SSL handshake Error

harshshah8996 · January 12, 2022, 9:38am

Hello team,

We use nignx as a webserver and certbot to generate SSL for domains.
When we check error log of Nginx, we found the following logs

[crit] 100477#100477: *119928 SSL_do_handshake() failed (SSL: error:14201044:SSL routines:tls_choose_sigalg:internal error) while SSL handshaking, client: 172.104.14.17, server: 0.0.0.0:443

[crit] 100477#100477: *121869 SSL_do_handshake() failed (SSL: error:141CF06C:SSL routines:tls_parse_ctos_key_share:bad key share) while SSL handshaking, client: 64.62.197.92, server: 0.0.0.0:443

How to fix this error?

My domain is: app.linkjoy.io
Webserver - Nginx
OS - ubuntu
Certbot version - 0.40.0

Osiris · January 12, 2022, 11:06am

Could you please elaborate more about the context of these errors?

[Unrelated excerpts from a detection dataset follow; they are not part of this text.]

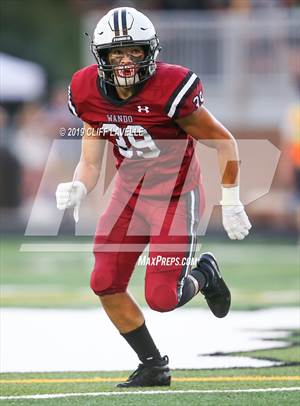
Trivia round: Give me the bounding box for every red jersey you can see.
[69,62,203,197]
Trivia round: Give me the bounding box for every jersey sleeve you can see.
[68,83,79,117]
[165,71,204,120]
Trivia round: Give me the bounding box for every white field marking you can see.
[0,308,300,372]
[0,386,300,400]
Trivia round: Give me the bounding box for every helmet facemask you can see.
[91,36,160,87]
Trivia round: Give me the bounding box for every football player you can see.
[56,7,251,388]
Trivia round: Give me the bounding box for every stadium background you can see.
[0,0,300,404]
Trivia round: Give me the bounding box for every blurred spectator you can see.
[281,33,300,237]
[0,107,21,208]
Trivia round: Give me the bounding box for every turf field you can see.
[0,239,300,406]
[1,238,300,309]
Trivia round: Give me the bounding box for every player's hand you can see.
[222,203,251,240]
[55,180,87,223]
[220,186,251,240]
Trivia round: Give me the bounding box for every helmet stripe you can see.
[121,8,128,35]
[114,10,120,36]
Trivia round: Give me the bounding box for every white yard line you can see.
[0,386,300,400]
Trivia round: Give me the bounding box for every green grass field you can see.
[0,238,300,406]
[1,238,300,309]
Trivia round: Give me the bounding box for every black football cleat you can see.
[117,355,171,388]
[197,252,231,318]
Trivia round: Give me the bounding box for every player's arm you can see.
[73,123,105,193]
[56,123,104,222]
[176,106,239,187]
[176,106,251,240]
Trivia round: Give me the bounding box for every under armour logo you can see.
[138,106,150,113]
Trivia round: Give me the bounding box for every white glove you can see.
[220,186,251,240]
[55,180,87,223]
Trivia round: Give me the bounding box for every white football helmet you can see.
[91,7,161,86]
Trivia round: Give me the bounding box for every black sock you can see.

Why do you want these errors fixed in the first place? A webservers log is usually filled with a lot of useless requests. Bots, search engines, et cetera. Personally I wouldn't care if those errors are from $random requests.

rg305 · January 12, 2022, 8:17pm

Name:    cloud-scanner-0dde76e1.internet-research-project.net
Address: 172.104.14.17

How to fix this error?
There is no "fixing" such a scan.
You're best bet is to block them altogether.

rg305 · January 12, 2022, 8:21pm

For the other IP:

It's also scanning random IPs and ports (and should also be dropped):

rg305 · January 12, 2022, 11:19pm

Funny!
They seem to have quickly moved to another IP:

Name:    172-104-14-17.ip.linodeusercontent.com
Address: 172.104.14.17

cloud-scanner-0dde76e1.internet-research-project.net
Non-existent domain

system · February 11, 2022, 11:19pm

This topic was automatically closed 30 days after the last reply. New replies are no longer allowed.